3.3. Network Optimization

The BP neural network belongs to the gradient descent algorithm, which essentially aims to guide the model to find the fastest loss function decline direction. This work effectively combines the characteristics of the stochastic gradient algorithm and the RMSprop algorithm, ensuring the weight parameters can be adjusted backward and repeatedly before the gradient function approaches zero. The weight parameter associated with the least error is obtained when the adjustment stops. Additionally, the descending feature of this model is characterized by a smaller step size and a slower rate of descent as it approaches the target value. Thus, this paper determines the fastest decreasing path of the loss function by analyzing its relationship with the number of iteration steps. The loss function reflects the offset distance between the model fit value and the true value, and it can be used to evaluate the fit value. Figure 10 illustrates the changes in the loss function during the training and testing of the black paint layer of the steel plate sample. Figure 10 highlights that the loss function is a non-negative function, and under the influence of the gradient descent algorithm, it continuously decreases and approaches zero. This study defines a minimum loss value of 0.2, controlling the model’s end time and obtaining the optimal solution for training the model.

4. Processing Data Results of the BP Neural Network

The fitting thicknesses of the training and test set can be determined by training various coating materials’ terahertz time-domain spectral signals. Each steel plate coating sample yields 900 measurement data points, divided into a training set (comprising 720 points) and a test set (comprising 720 points), with an 8:2 ratio. Hence, utilizing the steel plate sample coated with black paint as a case, this research delves into the precision of the predictive model for fitting the thickness of the coating layer. Figure 11 presents a comprehensive comparison between the model-fitting thickness values and their corresponding actual measurements, offering a quantitative assessment of the model’s accuracy. Figure 11a compares the partial model fitting thickness and true thickness of 80 training sets. It can be observed that the accuracy of the fitting and true thickness is higher when the thickness of the black paint coating is around 102 μm. However, when the coating thickness exceeds 102.25 μm, the fitting thickness slightly exceeds the true thickness, while for coating thickness below 101.75 μm, the fitting thickness slightly falls short of the true thickness. Overall, the training set accuracy for the black-paint-coated steel plate sample is over 98.6%. Furthermore, the test set data is processed through the trained model, with Figure 11b highlighting that compared with the true thickness, the test set data has a high fitting thickness accuracy that exceeds 96.5%. The results demonstrate that the functional relationship between the terahertz time-domain reflection spectrum signal and the thickness value of the coating steel plate can be obtained by BP neural network model training, exhibiting a high fitting accuracy.
In this study, the BP neural network model is trained for steel plate samples with white paint, rubber, and epoxy resin coating materials. Table 1 highlights that the training accuracy of BP neural network models exceeds 96%, with 96.5% for black paint, 97.1% for white paint, 97.7% for rubber, and 97.2% for epoxy resin. Additionally, the refractive index of different coating materials could be calculated based on the fitting thickness value and the feature parameter (delay time difference parameter Δ t ) extracted from the terahertz time-domain spectrum signal. The refractive index values for black paint, white paint, rubber, and epoxy resin are 2.21, 1.97, 2.19, and 1.92, respectively. Compared with the measured values from the terahertz time-domain transmission spectrum in the literature [26], the proposed method exhibits higher accuracy. It provides a new approach for calculating the refractive index of coating materials based on the terahertz time-domain reflection spectrum, while it is not the primary focus of our study. Through the trained BP neural network, a robust functional relationship between the terahertz signals of each coating material and the corresponding thickness values is established. Subsequently, the model is applied to batch process the signals from the coating steel plate samples in the expanded dataset with a high level of prediction accuracy.

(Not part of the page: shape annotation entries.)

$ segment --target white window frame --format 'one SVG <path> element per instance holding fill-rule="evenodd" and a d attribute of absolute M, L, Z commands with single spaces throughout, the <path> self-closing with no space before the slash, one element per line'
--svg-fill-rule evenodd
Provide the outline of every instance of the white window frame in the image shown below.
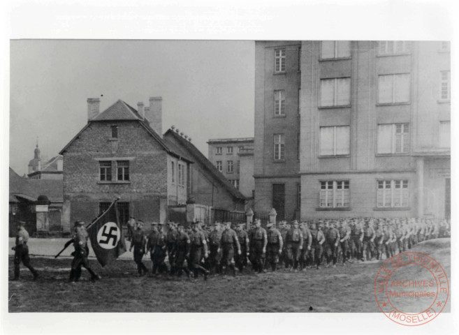
<path fill-rule="evenodd" d="M 323 42 L 333 42 L 333 57 L 324 57 L 323 52 L 322 52 L 322 45 Z M 347 42 L 349 43 L 349 56 L 339 56 L 339 45 L 340 43 Z M 347 59 L 352 57 L 352 44 L 350 40 L 324 40 L 321 43 L 321 59 Z"/>
<path fill-rule="evenodd" d="M 276 117 L 285 116 L 285 90 L 276 89 L 274 91 L 274 114 Z"/>
<path fill-rule="evenodd" d="M 226 161 L 226 173 L 233 173 L 234 172 L 234 164 L 233 161 Z"/>
<path fill-rule="evenodd" d="M 346 104 L 346 105 L 341 105 L 338 104 L 338 80 L 348 80 L 349 82 L 349 103 Z M 322 82 L 326 81 L 326 80 L 333 80 L 333 103 L 332 105 L 322 105 Z M 340 78 L 322 78 L 321 79 L 321 87 L 320 87 L 320 91 L 321 91 L 321 99 L 320 99 L 320 107 L 349 107 L 351 105 L 351 91 L 352 91 L 352 87 L 351 85 L 351 77 L 340 77 Z"/>
<path fill-rule="evenodd" d="M 444 88 L 446 94 L 444 95 Z M 450 101 L 451 98 L 451 72 L 440 71 L 440 101 Z"/>
<path fill-rule="evenodd" d="M 285 161 L 285 135 L 274 134 L 274 161 Z"/>
<path fill-rule="evenodd" d="M 402 45 L 402 51 L 398 52 L 398 46 Z M 409 54 L 411 52 L 410 40 L 380 40 L 378 42 L 378 55 L 388 56 Z"/>
<path fill-rule="evenodd" d="M 325 185 L 325 188 L 322 188 L 323 184 Z M 320 208 L 349 208 L 351 206 L 349 180 L 321 180 L 319 181 L 319 206 Z M 325 200 L 325 204 L 321 201 L 323 198 Z M 347 198 L 348 202 L 345 205 Z M 338 204 L 340 204 L 338 205 Z"/>
<path fill-rule="evenodd" d="M 338 127 L 348 127 L 349 128 L 349 151 L 346 154 L 337 154 L 337 128 Z M 320 146 L 321 145 L 321 141 L 320 141 L 320 136 L 321 136 L 321 129 L 323 128 L 333 128 L 333 154 L 322 154 L 321 152 L 321 149 Z M 351 126 L 324 126 L 324 127 L 320 127 L 319 129 L 319 156 L 349 156 L 351 154 Z"/>
<path fill-rule="evenodd" d="M 411 134 L 409 133 L 409 124 L 403 123 L 403 124 L 378 124 L 378 129 L 377 130 L 377 142 L 378 143 L 381 140 L 379 138 L 379 128 L 381 126 L 391 126 L 392 127 L 392 135 L 391 136 L 391 152 L 379 152 L 378 151 L 379 146 L 377 145 L 377 153 L 379 155 L 391 155 L 391 154 L 408 154 L 410 151 L 411 148 Z M 397 133 L 397 126 L 399 126 L 402 128 L 402 133 Z M 400 151 L 397 151 L 397 137 L 400 137 Z M 408 142 L 408 147 L 407 150 L 405 150 L 405 144 Z"/>
<path fill-rule="evenodd" d="M 395 84 L 395 77 L 398 75 L 408 75 L 409 80 L 408 81 L 408 100 L 407 101 L 398 101 L 396 100 L 396 96 L 397 96 L 397 85 Z M 381 89 L 380 88 L 380 84 L 379 84 L 379 78 L 381 77 L 392 77 L 392 101 L 390 102 L 384 102 L 381 103 L 379 101 L 379 90 Z M 396 103 L 409 103 L 411 102 L 411 73 L 389 73 L 389 74 L 386 74 L 386 75 L 378 75 L 378 95 L 377 95 L 377 99 L 378 99 L 378 104 L 379 105 L 390 105 L 390 104 L 396 104 Z"/>
<path fill-rule="evenodd" d="M 397 183 L 402 187 L 397 188 Z M 380 183 L 382 183 L 382 188 L 379 188 Z M 377 180 L 377 199 L 376 205 L 378 208 L 407 208 L 409 207 L 409 181 L 408 179 L 378 179 Z M 388 185 L 389 187 L 386 187 Z M 406 186 L 406 187 L 405 187 Z M 382 190 L 379 192 L 379 190 Z M 399 191 L 400 190 L 400 191 Z M 403 203 L 403 190 L 407 190 L 407 203 Z M 390 202 L 386 203 L 387 193 L 390 194 Z M 381 195 L 380 195 L 380 194 Z M 379 204 L 380 198 L 382 196 L 382 205 Z M 398 197 L 398 199 L 397 198 Z M 399 205 L 395 205 L 396 200 L 399 200 Z M 404 206 L 405 204 L 405 206 Z"/>
<path fill-rule="evenodd" d="M 285 72 L 285 59 L 286 59 L 285 48 L 275 49 L 274 50 L 274 73 L 284 73 Z"/>

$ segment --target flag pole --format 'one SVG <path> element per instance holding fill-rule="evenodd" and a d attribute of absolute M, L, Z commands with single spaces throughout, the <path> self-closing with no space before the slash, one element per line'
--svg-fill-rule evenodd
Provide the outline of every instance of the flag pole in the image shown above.
<path fill-rule="evenodd" d="M 103 211 L 103 212 L 101 214 L 100 214 L 99 216 L 97 216 L 96 218 L 94 218 L 94 221 L 93 221 L 91 223 L 89 223 L 88 225 L 86 226 L 86 229 L 88 230 L 88 229 L 89 228 L 89 227 L 92 226 L 94 223 L 96 223 L 99 221 L 99 219 L 101 218 L 102 216 L 103 216 L 103 215 L 104 215 L 105 213 L 107 213 L 107 211 L 108 211 L 108 210 L 109 210 L 110 208 L 112 208 L 112 206 L 113 206 L 113 204 L 115 204 L 115 203 L 117 201 L 118 201 L 119 199 L 120 199 L 120 197 L 118 197 L 118 198 L 117 198 L 115 200 L 113 200 L 113 202 L 112 202 L 112 203 L 110 204 L 110 205 L 108 206 L 108 208 L 107 209 L 105 209 L 105 211 Z"/>

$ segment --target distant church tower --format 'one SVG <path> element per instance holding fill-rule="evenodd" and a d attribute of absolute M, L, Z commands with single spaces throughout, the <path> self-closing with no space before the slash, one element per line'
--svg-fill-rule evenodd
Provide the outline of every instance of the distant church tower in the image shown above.
<path fill-rule="evenodd" d="M 41 170 L 41 158 L 40 158 L 40 149 L 38 149 L 38 142 L 37 141 L 36 147 L 34 151 L 34 159 L 29 162 L 29 174 L 34 172 L 35 171 L 40 171 Z"/>

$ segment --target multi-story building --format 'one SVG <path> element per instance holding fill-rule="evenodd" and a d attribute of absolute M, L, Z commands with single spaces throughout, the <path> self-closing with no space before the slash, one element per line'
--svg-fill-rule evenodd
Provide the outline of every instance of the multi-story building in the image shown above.
<path fill-rule="evenodd" d="M 254 137 L 212 139 L 207 144 L 209 161 L 234 187 L 252 198 L 254 180 L 250 156 L 253 156 Z"/>
<path fill-rule="evenodd" d="M 257 42 L 255 211 L 449 216 L 450 58 L 447 42 Z"/>

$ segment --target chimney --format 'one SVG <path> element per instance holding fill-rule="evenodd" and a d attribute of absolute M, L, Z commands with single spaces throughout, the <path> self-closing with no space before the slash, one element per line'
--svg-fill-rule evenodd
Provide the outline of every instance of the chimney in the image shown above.
<path fill-rule="evenodd" d="M 145 114 L 143 110 L 143 103 L 142 101 L 137 103 L 137 112 L 140 116 L 142 119 L 145 118 Z"/>
<path fill-rule="evenodd" d="M 99 115 L 99 106 L 101 101 L 99 98 L 88 98 L 87 99 L 87 121 L 92 120 Z"/>
<path fill-rule="evenodd" d="M 145 117 L 150 121 L 150 126 L 160 136 L 163 135 L 162 103 L 163 98 L 161 96 L 152 96 L 150 98 L 148 114 L 145 111 Z"/>

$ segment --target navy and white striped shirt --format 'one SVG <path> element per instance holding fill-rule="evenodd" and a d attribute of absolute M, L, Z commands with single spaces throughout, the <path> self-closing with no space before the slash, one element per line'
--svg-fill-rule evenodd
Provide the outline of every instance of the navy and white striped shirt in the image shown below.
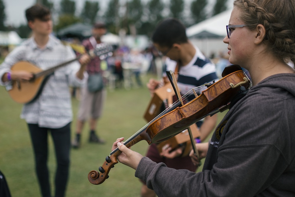
<path fill-rule="evenodd" d="M 194 46 L 196 52 L 194 56 L 187 65 L 181 66 L 178 71 L 177 84 L 182 94 L 184 95 L 194 88 L 218 80 L 215 65 Z M 165 61 L 166 70 L 174 71 L 177 63 L 167 58 Z M 198 90 L 199 94 L 206 87 Z"/>

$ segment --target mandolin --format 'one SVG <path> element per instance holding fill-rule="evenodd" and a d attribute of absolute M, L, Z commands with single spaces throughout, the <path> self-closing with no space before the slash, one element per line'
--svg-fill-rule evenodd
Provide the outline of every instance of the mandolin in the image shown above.
<path fill-rule="evenodd" d="M 113 50 L 111 45 L 101 43 L 97 44 L 95 48 L 88 53 L 91 57 L 97 56 L 104 58 L 112 55 Z M 13 80 L 12 88 L 8 91 L 8 93 L 12 99 L 17 102 L 24 104 L 32 102 L 41 92 L 50 75 L 58 69 L 78 60 L 81 55 L 44 70 L 28 62 L 18 62 L 12 66 L 11 70 L 24 70 L 30 72 L 33 74 L 33 77 L 28 82 Z"/>

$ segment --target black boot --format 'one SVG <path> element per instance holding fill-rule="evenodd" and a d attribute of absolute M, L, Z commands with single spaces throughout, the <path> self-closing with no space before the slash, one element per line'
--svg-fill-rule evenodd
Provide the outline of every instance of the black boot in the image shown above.
<path fill-rule="evenodd" d="M 78 148 L 80 147 L 80 134 L 76 134 L 76 137 L 74 139 L 74 140 L 72 142 L 72 146 L 75 149 Z"/>

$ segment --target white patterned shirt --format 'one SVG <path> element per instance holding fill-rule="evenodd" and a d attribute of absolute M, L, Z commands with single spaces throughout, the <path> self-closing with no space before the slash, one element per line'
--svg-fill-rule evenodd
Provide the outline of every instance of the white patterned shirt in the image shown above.
<path fill-rule="evenodd" d="M 46 47 L 42 49 L 38 47 L 32 38 L 7 56 L 0 66 L 0 79 L 19 61 L 29 61 L 45 70 L 76 57 L 70 47 L 62 44 L 53 36 L 50 36 Z M 24 105 L 21 118 L 27 123 L 53 128 L 62 127 L 71 121 L 73 113 L 69 87 L 81 86 L 86 81 L 87 76 L 84 74 L 82 80 L 77 77 L 80 66 L 77 61 L 56 70 L 49 76 L 39 96 Z M 5 86 L 7 90 L 11 88 L 10 82 L 4 83 L 0 79 L 0 85 Z"/>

5. Thickness Imaging of Coating Materials Based on the BP Neural Network

5.1. Thickness Characterization of Coating Materials

The trained BP neural network model can be applied to process the terahertz signal data and characterize the thickness of different coating materials. Considering the white paint steel plate sample as an example, the 2D thickness imaging results in the scanning area are depicted in Figure 12. The scanning area size of the sample is 20   m m × 20   m m , with a scanning resolution set to x × y = 125 × 125 . The thickness distribution of the white paint layer is highest in the middle and decreases towards the sides. Additionally, the Python algorithm is used for the data analysis of the thickness values, allowing the statistical analysis of different thickness intervals and extraction of thickness characteristic values. Figure 13 infers that the thickness of the white paint layer in the scanning area ranges between 105.24 and 169.29 μm, with an average thickness of 151.3 μm and a median thickness of 154.6 μm. Additionally, within the thickness interval of 5 μm, the highest number of thickness values is observed between 155 and 160 μm, totaling 3080. The range of 150 to 165 μm accounts for 55% of the total number. Furthermore, the variance and standard deviation of the thickness value in the scanning area, which are 158.7 and 12.6, respectively, can be extracted. These values can serve as evaluation indices for assessing the distribution smoothness of the coating layer.
Similarly, the BP neural network model is employed to process the terahertz signals and thickness characterization of the rubber and epoxy resin coating steel plate samples. Figure 14 and Figure 15 present the thickness imaging results of the samples in the scanning area. The scanning area size of the rubber coating steel plate sample is 10   m m × 10   m m , with a scanning point configuration of x × y = 62 × 62 , resulting in a total of 3844 scanning points in the scanning area. The scanning area size of the epoxy resin steel plate sample is 16   m m × 16   m m , with a scanning point configuration of x × y = 100 × 100 , yielding a total of 10,000 points. Figure 14 and Figure 15 compare the imaging results and reveal that the thickness distribution of the rubber coating layer is highly uneven, with a rather chaotic shape and size of the distribution area. In contrast, the epoxy resin sample displays a uniform thickness distribution, with a gradual decrease in thickness from left to right. The imaging results of the two samples are different due to the preparation processes of the coating materials. The thickness characterization values are extracted as shown in Figure 16, where the maximum, minimum, average, and median thickness of the rubber coating layer is 1487.2 μm, 971.1 μm, 1262.0 μm, and 1265.1 μm, respectively. For the epoxy resin coating layer, the maximum, minimum, average, and median thickness is 1596.4 μm, 1239.2 μm, 1459.9 μm, and 1476.3 μm, respectively. Meanwhile, the variance and standard deviation of the rubber coating layer thickness are 19,845.9 and 140.9, respectively, while those of the epoxy resin are 8830.9 and 94.0. These data indicate that the thickness distribution uniformity of the epoxy resin steel plate sample is slightly superior to that of the rubber steel plate sample. In summary, the data processing model of different coating materials to terahertz spectral signals can be used to calculate the thickness of the coating layer, achieve 2D imaging thickness characterization, and extract the characteristic values of the thickness of the coating layer, such as the average, median, variance, standard deviation, and maximum and minimum values.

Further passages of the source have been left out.